Generate a random number within range?
int rand_range(int min_n, int max_n)
{
return rand() % (max_n - min_n + 1) + min_n;
}
For fractions:
double rand_range(double min_n, double max_n)
{
return (double)rand()/RAND_MAX * (max_n - min_n) + min_n;
}
This is actually a bit harder to get really correct than most people realize:
int rand_lim(int limit) {
/* return a random number between 0 and limit inclusive.
*/
int divisor = RAND_MAX/(limit+1);
int retval;
do {
retval = rand() / divisor;
} while (retval > limit);
return retval;
}
Attempts that just use %
(or, equivalently, /
) to get the numbers in a range almost inevitably introduce skew (i.e., some numbers will be generated more often than others).
As to why using %
produces skewed results: unless the range you want is a divisor of RAND_MAX, skew is inevitable. If you start with small numbers, it's pretty easy to see why. Consider taking 10 pieces of candy (that we'll assume you can't cut, break, etc. into smaller pieces) and trying to divide it evenly between three children. Clearly it can't be done--if you hand out all the candy, the closest you can get is for two kids to get three pieces of candy, and one of them getting four.
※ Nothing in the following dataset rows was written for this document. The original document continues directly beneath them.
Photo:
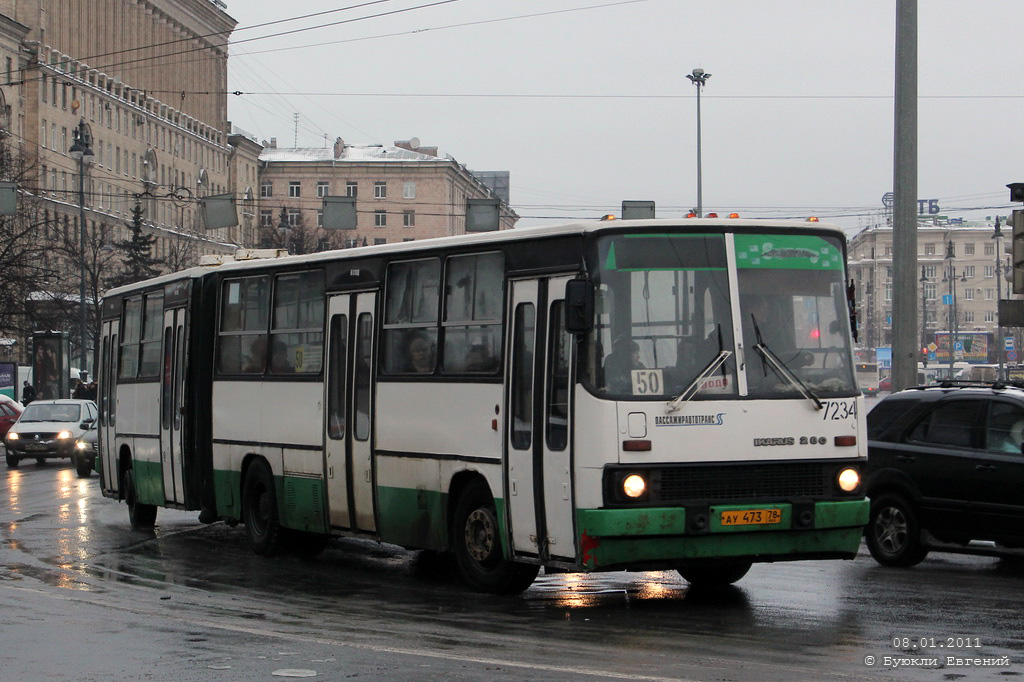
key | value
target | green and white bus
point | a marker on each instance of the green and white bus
(601, 395)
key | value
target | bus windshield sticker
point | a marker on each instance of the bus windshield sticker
(787, 252)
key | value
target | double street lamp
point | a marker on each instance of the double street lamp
(82, 153)
(699, 79)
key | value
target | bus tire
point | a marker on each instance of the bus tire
(139, 515)
(714, 572)
(259, 509)
(477, 543)
(893, 534)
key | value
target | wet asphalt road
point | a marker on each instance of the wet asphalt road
(83, 597)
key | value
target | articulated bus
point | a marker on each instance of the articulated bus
(643, 394)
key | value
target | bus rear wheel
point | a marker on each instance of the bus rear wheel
(712, 573)
(259, 509)
(477, 543)
(140, 515)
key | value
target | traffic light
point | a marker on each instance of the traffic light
(1017, 220)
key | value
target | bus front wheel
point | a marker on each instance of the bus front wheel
(477, 543)
(140, 515)
(259, 509)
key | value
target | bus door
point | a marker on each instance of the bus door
(348, 462)
(539, 495)
(107, 383)
(171, 390)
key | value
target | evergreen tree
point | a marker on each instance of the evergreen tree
(138, 261)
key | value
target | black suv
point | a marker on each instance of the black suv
(945, 468)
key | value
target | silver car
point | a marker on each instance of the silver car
(48, 429)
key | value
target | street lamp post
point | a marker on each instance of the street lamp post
(82, 153)
(997, 236)
(699, 79)
(950, 275)
(924, 308)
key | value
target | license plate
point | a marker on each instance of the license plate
(752, 516)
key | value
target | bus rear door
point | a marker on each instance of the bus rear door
(539, 491)
(348, 453)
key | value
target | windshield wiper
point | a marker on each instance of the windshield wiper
(779, 368)
(692, 389)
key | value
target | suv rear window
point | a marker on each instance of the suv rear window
(883, 416)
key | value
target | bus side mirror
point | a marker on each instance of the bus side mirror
(579, 306)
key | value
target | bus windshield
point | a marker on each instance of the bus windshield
(793, 299)
(665, 313)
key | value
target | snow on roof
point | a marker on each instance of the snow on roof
(351, 153)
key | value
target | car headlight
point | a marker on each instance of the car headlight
(634, 485)
(849, 479)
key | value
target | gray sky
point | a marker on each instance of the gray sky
(797, 118)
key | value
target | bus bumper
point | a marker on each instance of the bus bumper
(659, 536)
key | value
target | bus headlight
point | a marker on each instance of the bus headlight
(849, 480)
(634, 485)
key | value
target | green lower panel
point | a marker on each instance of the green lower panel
(148, 482)
(227, 488)
(413, 517)
(624, 537)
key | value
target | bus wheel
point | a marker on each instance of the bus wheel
(712, 573)
(259, 509)
(140, 515)
(893, 535)
(476, 538)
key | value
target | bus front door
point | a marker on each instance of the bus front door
(347, 456)
(171, 389)
(539, 491)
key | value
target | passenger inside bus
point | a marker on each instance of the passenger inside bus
(625, 357)
(421, 357)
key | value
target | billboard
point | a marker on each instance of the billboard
(968, 347)
(50, 365)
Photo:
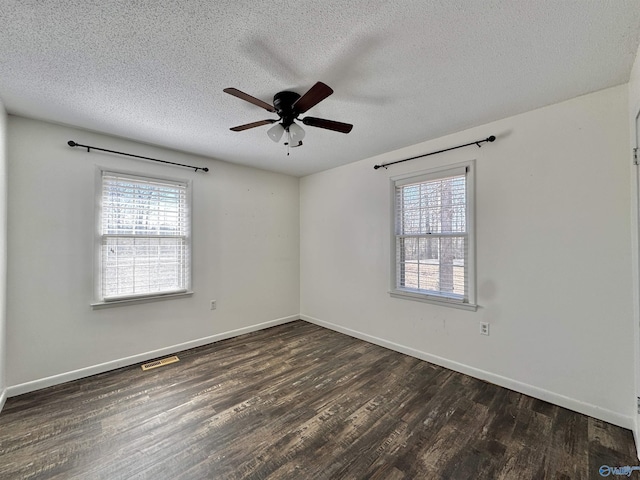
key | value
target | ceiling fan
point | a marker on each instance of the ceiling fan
(288, 106)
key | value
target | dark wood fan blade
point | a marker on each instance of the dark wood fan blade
(247, 126)
(328, 124)
(315, 95)
(248, 98)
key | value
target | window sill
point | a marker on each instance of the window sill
(442, 301)
(135, 301)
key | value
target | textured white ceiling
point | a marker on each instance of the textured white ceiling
(402, 71)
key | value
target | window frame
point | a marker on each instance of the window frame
(423, 176)
(99, 300)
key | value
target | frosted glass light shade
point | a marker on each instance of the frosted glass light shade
(275, 132)
(296, 133)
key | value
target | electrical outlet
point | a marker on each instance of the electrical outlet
(484, 328)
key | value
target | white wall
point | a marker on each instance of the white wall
(245, 255)
(634, 108)
(3, 252)
(553, 256)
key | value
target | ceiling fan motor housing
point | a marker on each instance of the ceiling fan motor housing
(283, 103)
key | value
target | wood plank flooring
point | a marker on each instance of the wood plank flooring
(299, 402)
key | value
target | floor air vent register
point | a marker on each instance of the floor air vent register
(160, 363)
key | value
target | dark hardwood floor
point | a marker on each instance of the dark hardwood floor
(299, 402)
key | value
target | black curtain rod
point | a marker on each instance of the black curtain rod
(71, 143)
(488, 139)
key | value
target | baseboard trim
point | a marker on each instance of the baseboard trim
(636, 435)
(31, 386)
(536, 392)
(3, 398)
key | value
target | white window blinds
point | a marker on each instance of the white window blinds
(432, 240)
(144, 236)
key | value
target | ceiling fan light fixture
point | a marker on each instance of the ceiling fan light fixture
(275, 133)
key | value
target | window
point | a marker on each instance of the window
(144, 237)
(433, 240)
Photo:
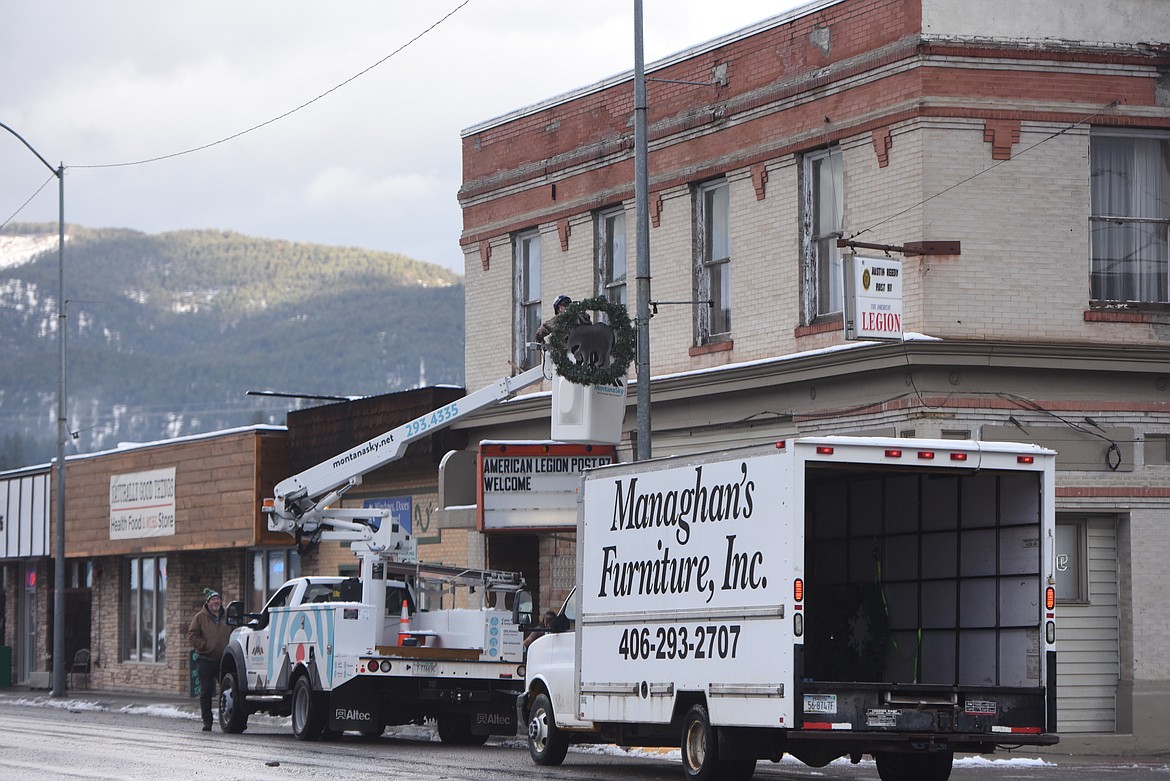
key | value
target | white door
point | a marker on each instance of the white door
(1087, 637)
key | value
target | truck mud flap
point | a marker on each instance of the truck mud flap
(497, 720)
(352, 713)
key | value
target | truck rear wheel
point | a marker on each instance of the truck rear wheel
(308, 711)
(233, 709)
(546, 744)
(934, 766)
(700, 752)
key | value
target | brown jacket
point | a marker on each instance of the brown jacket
(208, 634)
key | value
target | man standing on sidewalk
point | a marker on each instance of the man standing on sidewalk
(208, 635)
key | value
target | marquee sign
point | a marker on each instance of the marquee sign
(532, 485)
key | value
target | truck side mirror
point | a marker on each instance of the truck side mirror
(522, 609)
(234, 615)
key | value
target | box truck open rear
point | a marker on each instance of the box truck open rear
(819, 598)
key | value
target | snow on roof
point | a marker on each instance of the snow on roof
(178, 440)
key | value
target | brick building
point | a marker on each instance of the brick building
(1030, 143)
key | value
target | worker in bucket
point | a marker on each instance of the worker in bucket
(558, 306)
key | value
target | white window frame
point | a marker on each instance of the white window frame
(1129, 218)
(143, 640)
(612, 255)
(1072, 561)
(527, 295)
(821, 226)
(713, 262)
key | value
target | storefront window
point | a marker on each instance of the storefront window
(269, 571)
(145, 626)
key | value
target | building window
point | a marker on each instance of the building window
(145, 626)
(1072, 557)
(527, 250)
(824, 205)
(713, 274)
(611, 255)
(269, 571)
(1130, 202)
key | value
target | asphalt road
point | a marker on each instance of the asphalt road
(46, 739)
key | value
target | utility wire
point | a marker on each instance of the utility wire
(990, 168)
(287, 113)
(5, 223)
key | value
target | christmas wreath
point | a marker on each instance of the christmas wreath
(620, 357)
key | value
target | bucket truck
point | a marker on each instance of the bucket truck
(400, 643)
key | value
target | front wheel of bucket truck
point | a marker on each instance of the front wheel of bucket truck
(308, 714)
(546, 743)
(935, 766)
(233, 710)
(700, 752)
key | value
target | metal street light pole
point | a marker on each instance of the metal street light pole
(642, 218)
(59, 574)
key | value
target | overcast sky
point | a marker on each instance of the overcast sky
(373, 164)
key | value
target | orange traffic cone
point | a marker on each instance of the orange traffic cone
(404, 626)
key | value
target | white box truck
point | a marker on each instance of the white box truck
(820, 598)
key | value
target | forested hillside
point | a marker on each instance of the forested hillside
(166, 333)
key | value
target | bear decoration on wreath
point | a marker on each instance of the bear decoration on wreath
(621, 348)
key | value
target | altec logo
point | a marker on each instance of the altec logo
(352, 714)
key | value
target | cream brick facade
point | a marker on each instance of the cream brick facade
(955, 122)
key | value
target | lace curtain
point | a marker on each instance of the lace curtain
(1130, 192)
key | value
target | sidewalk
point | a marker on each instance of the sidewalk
(1102, 750)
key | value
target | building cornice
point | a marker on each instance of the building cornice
(848, 363)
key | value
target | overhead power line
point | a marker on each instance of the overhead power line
(290, 111)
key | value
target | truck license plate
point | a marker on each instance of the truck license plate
(820, 703)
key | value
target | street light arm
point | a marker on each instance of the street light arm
(56, 172)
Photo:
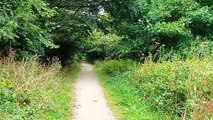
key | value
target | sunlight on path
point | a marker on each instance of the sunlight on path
(90, 103)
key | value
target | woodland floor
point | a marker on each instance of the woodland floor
(90, 103)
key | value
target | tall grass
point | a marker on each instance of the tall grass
(26, 88)
(178, 88)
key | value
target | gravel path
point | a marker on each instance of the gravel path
(90, 103)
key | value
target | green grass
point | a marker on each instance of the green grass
(123, 98)
(63, 98)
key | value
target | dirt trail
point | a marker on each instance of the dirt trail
(90, 103)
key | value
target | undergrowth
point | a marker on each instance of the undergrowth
(28, 89)
(167, 90)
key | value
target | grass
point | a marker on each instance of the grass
(123, 98)
(167, 90)
(63, 98)
(30, 90)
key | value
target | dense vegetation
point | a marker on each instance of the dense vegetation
(161, 51)
(159, 91)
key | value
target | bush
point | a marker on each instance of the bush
(178, 88)
(115, 67)
(26, 88)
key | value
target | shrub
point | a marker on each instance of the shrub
(26, 88)
(178, 88)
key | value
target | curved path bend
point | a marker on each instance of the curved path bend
(90, 103)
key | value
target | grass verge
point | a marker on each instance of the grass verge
(123, 98)
(62, 99)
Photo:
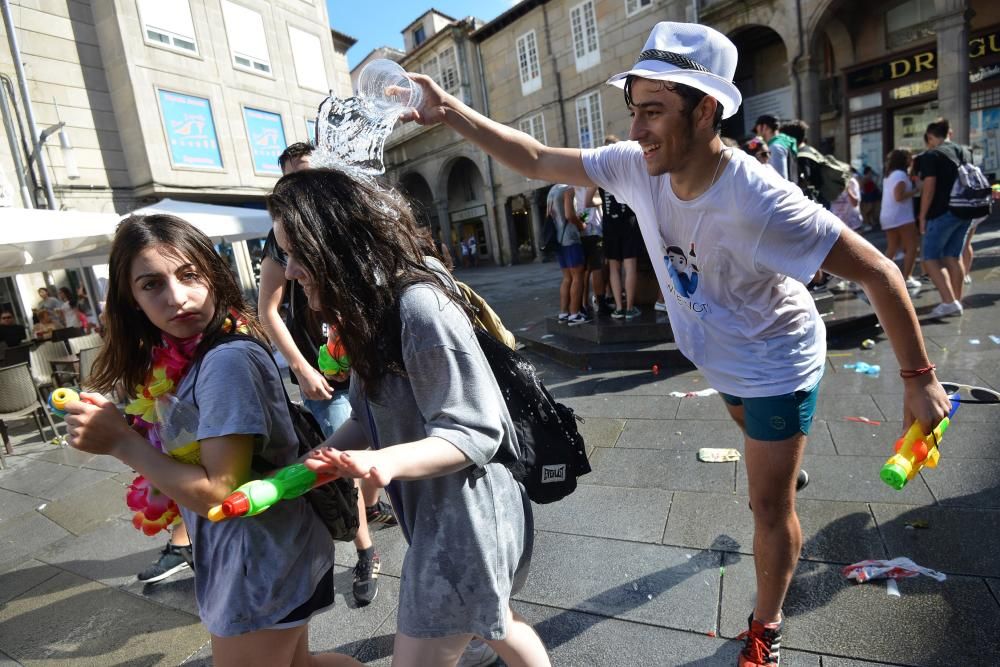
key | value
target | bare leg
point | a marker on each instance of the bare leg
(441, 652)
(363, 538)
(615, 278)
(772, 468)
(911, 242)
(576, 289)
(522, 647)
(939, 276)
(273, 647)
(178, 535)
(893, 242)
(956, 275)
(564, 291)
(631, 271)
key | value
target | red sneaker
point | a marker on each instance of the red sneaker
(761, 646)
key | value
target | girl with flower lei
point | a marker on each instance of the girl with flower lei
(171, 301)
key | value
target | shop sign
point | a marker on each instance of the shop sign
(469, 213)
(917, 63)
(190, 130)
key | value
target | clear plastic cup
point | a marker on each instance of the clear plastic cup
(385, 84)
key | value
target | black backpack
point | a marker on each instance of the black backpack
(550, 242)
(552, 452)
(336, 503)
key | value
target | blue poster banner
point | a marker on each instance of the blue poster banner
(190, 131)
(267, 140)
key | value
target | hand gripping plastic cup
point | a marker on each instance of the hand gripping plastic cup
(385, 84)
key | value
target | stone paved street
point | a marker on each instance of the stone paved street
(648, 563)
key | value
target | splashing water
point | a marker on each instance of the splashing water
(351, 133)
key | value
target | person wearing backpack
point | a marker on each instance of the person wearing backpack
(425, 400)
(896, 214)
(944, 232)
(172, 302)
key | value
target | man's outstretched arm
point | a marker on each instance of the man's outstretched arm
(517, 150)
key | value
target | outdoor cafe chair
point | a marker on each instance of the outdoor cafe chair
(79, 343)
(19, 398)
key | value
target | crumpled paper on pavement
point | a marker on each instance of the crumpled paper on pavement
(896, 568)
(689, 394)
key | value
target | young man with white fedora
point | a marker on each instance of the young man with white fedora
(733, 245)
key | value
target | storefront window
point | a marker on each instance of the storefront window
(910, 123)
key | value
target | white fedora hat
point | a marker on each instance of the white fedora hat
(692, 54)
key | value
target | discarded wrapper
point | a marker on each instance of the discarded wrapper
(690, 394)
(897, 568)
(717, 455)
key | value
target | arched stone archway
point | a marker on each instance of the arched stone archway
(421, 197)
(762, 75)
(467, 210)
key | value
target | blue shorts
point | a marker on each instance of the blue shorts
(570, 256)
(330, 414)
(945, 236)
(773, 418)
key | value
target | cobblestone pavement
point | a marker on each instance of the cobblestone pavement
(648, 563)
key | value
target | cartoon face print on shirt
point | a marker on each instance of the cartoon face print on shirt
(683, 272)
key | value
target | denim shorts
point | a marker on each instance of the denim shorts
(945, 236)
(570, 256)
(773, 418)
(330, 414)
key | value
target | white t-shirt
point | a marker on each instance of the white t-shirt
(896, 213)
(731, 264)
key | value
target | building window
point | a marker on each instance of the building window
(527, 61)
(636, 6)
(449, 70)
(247, 44)
(584, 24)
(589, 119)
(307, 53)
(534, 125)
(909, 22)
(432, 69)
(168, 23)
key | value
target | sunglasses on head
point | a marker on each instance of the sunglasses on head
(963, 393)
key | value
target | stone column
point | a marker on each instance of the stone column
(808, 97)
(535, 200)
(952, 27)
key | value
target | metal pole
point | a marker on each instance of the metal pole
(29, 112)
(15, 151)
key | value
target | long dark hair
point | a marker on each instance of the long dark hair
(361, 247)
(130, 336)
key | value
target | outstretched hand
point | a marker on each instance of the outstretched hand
(95, 425)
(361, 464)
(432, 104)
(924, 401)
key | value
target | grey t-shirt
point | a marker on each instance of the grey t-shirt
(566, 233)
(251, 572)
(470, 532)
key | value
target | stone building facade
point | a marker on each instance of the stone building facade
(867, 77)
(187, 99)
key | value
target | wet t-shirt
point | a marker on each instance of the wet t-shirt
(732, 264)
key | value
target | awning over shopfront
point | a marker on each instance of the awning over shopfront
(221, 223)
(39, 240)
(33, 240)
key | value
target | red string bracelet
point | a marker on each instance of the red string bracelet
(916, 372)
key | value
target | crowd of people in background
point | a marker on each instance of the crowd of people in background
(595, 229)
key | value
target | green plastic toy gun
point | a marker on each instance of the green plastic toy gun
(258, 495)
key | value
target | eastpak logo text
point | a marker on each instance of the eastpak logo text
(556, 473)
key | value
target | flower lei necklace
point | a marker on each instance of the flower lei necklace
(155, 511)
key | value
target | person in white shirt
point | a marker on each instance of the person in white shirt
(896, 216)
(747, 322)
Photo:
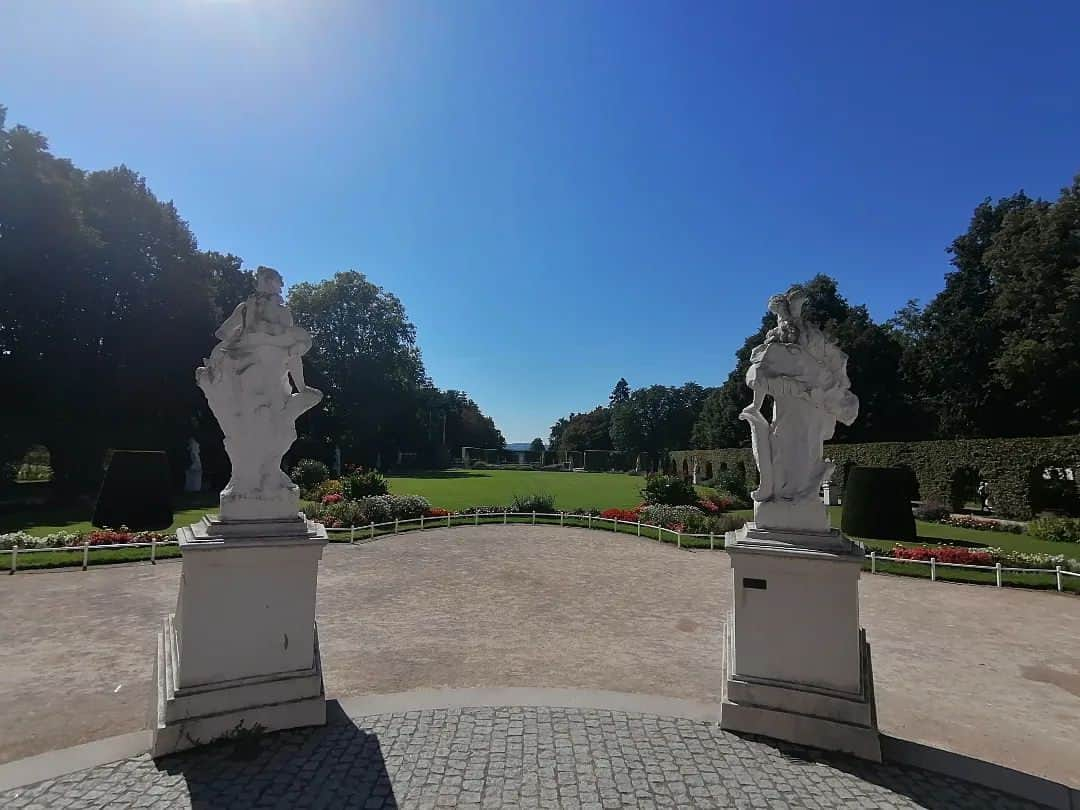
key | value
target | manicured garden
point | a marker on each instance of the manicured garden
(692, 517)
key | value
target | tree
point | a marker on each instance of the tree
(620, 394)
(365, 358)
(104, 310)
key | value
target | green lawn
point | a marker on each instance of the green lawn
(456, 489)
(45, 520)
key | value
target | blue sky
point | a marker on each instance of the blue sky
(565, 192)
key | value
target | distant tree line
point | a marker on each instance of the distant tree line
(107, 305)
(996, 353)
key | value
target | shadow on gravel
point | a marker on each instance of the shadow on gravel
(337, 765)
(926, 788)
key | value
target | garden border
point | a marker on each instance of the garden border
(1004, 463)
(373, 531)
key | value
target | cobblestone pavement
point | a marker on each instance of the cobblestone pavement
(513, 757)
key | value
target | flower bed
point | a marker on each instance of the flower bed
(982, 524)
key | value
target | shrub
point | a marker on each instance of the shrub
(983, 524)
(136, 491)
(535, 502)
(931, 511)
(308, 474)
(482, 510)
(944, 554)
(1055, 529)
(364, 485)
(877, 503)
(374, 509)
(630, 515)
(333, 486)
(690, 520)
(669, 489)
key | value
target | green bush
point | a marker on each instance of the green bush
(535, 502)
(374, 509)
(670, 489)
(309, 473)
(136, 491)
(931, 511)
(689, 520)
(1055, 529)
(877, 503)
(364, 485)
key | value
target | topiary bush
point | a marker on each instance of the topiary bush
(877, 505)
(309, 473)
(136, 491)
(670, 489)
(364, 485)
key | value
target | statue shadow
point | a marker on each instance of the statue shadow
(336, 765)
(927, 788)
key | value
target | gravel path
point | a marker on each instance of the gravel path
(989, 673)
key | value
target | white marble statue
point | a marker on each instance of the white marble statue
(806, 375)
(192, 476)
(254, 382)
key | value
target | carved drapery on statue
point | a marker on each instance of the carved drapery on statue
(806, 376)
(254, 383)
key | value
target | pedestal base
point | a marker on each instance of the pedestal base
(241, 653)
(797, 665)
(187, 718)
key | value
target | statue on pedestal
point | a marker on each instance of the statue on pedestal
(806, 375)
(254, 383)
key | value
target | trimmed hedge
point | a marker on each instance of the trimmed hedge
(876, 503)
(1010, 466)
(136, 491)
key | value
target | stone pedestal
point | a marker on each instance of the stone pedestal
(241, 653)
(797, 663)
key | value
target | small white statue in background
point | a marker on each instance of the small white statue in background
(192, 476)
(806, 375)
(254, 383)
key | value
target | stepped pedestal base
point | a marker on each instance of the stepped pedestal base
(797, 665)
(241, 653)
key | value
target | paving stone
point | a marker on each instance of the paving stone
(523, 757)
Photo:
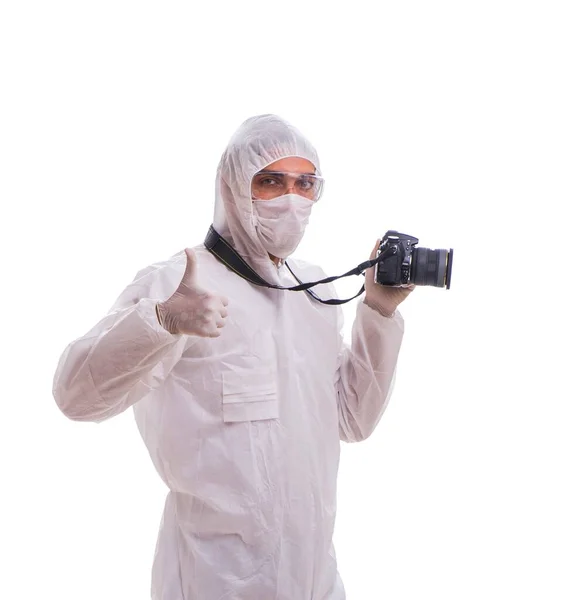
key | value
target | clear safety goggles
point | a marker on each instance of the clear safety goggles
(267, 185)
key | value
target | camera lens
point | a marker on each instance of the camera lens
(431, 267)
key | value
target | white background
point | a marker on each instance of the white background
(455, 122)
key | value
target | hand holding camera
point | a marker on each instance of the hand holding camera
(404, 266)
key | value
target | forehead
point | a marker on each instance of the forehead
(293, 164)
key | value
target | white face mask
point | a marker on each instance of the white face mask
(281, 222)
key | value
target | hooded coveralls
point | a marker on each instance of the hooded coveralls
(244, 429)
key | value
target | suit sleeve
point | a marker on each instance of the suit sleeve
(123, 357)
(366, 371)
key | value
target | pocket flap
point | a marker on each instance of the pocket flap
(249, 396)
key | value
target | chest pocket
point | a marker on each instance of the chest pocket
(249, 396)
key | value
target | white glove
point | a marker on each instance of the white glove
(191, 310)
(384, 299)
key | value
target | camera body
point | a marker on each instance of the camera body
(404, 263)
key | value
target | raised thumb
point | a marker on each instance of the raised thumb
(190, 276)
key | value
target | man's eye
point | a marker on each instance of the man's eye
(268, 181)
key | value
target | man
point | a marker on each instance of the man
(242, 393)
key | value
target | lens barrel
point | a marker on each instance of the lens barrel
(431, 267)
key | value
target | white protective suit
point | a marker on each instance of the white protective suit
(244, 429)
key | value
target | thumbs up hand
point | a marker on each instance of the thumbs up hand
(192, 310)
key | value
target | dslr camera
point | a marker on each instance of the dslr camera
(405, 263)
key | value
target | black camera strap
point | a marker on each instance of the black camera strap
(225, 253)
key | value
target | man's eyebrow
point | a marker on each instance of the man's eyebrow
(273, 171)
There's only one way for all the kids to get the same number of pieces of candy: make sure you don't hand out the last piece of candy at all.
To relate this to the code above, let's start by numbering the candies from 1 to 10 and the kids from 1 to 3. The initial division says since there are three kids, our divisor is three. We then pull a random candy from the bucket, look at its number and divide by three and hand it to that kid -- but if the result is greater than 3 (i.e. we've picked out candy number 10) we just don't hand it out at all -- we discard it and pick out another candy.
Of course, if you're using a modern implementation of C++ (i.e., one that supports C++11 or newer), you should usually use one the distribution
classes from the standard library. The code above corresponds most closely with std::uniform_int_distribution
, but the standard library also includes uniform_real_distribution
as well as classes for a number of non-uniform distributions (Bernoulli, Poisson, normal, maybe a couple others I don't remember at the moment).